Comme dit l’adage en anglais: «Cut the losers – ride the winners». Une erreur typique commise par de nombreux traders et investisseurs est de garder les positions perdantes en espérant se «refaire». La tentation de laisser des transactions perdantes ouvertes dans l’espoir que le marché se retourne peut s’avérer être une grave erreur, et ne pas parvenir à limiter les pertes peut réduire à néant les profits qu’un investisseur a réalisé ailleurs. Le même mécanisme psychologique fait que les positions gagnantes sont souvent coupées trop rapidement, afin de pouvoir réaliser un gain certain. Les traders performants opèrent de manière opposée. Ils veulent limiter leurs pertes (gestion du risque très souvent via des «stop-loss») mais laissent la porte ouverte aux gains. Lorsqu’une position est en train d’être gagnante, le «momentum» est souvent du côté du trader et il est donc opportun de laisser une position ouverte. C’est très souvent dans les grandes phases haussières que les profits les plus importants sont réalisés en trading. En revanche, fermer toutes les positions gagnantes prématurément est voué à l’échec.

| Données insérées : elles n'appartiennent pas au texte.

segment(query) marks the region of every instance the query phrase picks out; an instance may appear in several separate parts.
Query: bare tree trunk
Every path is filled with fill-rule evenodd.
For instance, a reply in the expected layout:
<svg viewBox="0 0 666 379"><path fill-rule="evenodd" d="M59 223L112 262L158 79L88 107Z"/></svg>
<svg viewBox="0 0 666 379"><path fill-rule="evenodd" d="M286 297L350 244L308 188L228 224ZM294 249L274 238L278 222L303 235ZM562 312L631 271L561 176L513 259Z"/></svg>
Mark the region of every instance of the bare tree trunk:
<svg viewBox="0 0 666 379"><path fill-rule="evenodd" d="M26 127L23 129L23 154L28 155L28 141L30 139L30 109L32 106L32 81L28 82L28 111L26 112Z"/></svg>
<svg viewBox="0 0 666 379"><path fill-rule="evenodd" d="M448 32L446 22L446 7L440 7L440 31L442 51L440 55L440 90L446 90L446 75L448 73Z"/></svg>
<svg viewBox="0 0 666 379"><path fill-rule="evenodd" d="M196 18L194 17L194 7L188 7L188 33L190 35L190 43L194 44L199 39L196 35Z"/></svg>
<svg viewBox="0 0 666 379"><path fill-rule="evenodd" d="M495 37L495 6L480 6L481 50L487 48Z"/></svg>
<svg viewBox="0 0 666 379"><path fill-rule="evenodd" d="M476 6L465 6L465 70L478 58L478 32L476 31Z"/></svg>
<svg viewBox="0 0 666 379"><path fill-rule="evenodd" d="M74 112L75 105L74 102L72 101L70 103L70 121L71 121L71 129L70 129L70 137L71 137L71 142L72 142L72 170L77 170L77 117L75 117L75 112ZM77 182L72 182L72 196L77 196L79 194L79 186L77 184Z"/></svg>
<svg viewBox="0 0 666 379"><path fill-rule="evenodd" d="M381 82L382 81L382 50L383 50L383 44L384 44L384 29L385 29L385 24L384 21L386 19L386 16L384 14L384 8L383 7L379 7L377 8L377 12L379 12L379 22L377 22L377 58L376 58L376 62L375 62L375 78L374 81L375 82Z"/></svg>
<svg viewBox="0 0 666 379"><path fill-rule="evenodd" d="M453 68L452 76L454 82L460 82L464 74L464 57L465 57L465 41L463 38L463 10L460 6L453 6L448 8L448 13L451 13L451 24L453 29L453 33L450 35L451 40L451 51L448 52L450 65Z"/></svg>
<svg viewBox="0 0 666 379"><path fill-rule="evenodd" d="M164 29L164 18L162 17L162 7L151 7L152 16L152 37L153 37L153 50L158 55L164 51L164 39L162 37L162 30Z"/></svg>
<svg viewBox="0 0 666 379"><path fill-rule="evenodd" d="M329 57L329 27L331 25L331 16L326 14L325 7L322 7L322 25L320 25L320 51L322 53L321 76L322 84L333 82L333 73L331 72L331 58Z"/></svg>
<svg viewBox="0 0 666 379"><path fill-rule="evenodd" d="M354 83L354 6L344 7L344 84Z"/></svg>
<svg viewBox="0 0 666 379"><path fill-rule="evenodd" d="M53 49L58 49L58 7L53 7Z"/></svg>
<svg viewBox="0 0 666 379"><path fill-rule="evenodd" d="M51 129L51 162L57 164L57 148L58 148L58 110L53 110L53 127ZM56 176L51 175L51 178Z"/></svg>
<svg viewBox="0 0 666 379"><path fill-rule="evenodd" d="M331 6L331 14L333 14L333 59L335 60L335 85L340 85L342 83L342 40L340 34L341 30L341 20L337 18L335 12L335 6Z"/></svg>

Penser que le marché se trompe systématiquement

De nombreux investisseurs ont tendance à penser que le marché se trompe, sans émettre l’hypothèse qu’ils ont peut-être mal interprété certains développements. Combien d’épargnants ont parié à l’encontre du marché obligataire ces dernières années sous prétexte que les rendements sont trop bas (voir négatifs)? Pourquoi tant d’investisseurs ont compris trop tardivement les extraordinaires succès de sociétés telles que Apple, Google ou Tesla du fait de P/E trop généreux? Même la théorie moderne du portefeuille nous enseigne qu’il existe une justification rationnelle à tout mouvement de prix. Une erreur quasi-systématique est de ne pas investir dans un titre ou marché parce que le ratio d’évaluation est trop élevé. Il est plus important de comprendre la raison derrière une prime ou décote d’évaluation mais aussi les facteurs qui pourraient créer un changement de perception du marché. Certes, le marché peut parfois se tromper, les investisseurs surréagissant à la hausse comme à la baisse. C’est d’ailleurs lors de ces fameux «turning points» manqués par le consensus qu’un positionnement «contrarian» peut s’avérer le plus bénéfique. Mais les investisseurs et traders qui parient de manière systématique contre le marché sont perdants dans la plupart des cas.

Parier contre les politiques monétaires et fiscales

Un nombre incalculable d’investisseurs sont passés à côté de deux marchés haussiers sans précédent: la bulle du marché obligataire des vingt-cinq dernières années et celle du marché d’actions américaines depuis 2008. La raison invoquée par les sceptiques? Les politiques de «quantitative easing» et de surendettement ne peuvent déboucher que sur une catastrophe macro-économique, synonyme d’inflation, de faillites d’entreprise et de perte de crédibilité des Etats. Mais ce sont bien les torrents de liquidité injectés par les banques centrales qui ont créé le fameux TINA (There Is No Alternative), «forçant» les investisseurs à investir leurs liquidités dans les obligations et les actions. Les relances budgétaires semblent contribuer au prolongement du marché haussier sur les actifs risqués. Au risque de percer la bulle obligataire? Une fois de plus, il s’agira pour les investisseurs de ne pas sous-estimer la créativité de la Réserve fédérale et le fameux «Don’t fight the Fed». Un principe de base: ce sont les décideurs politiques qui établissent les règles du jeu – les investisseurs doivent allouer leurs capitaux en fonction de ces règles – et non le contraire.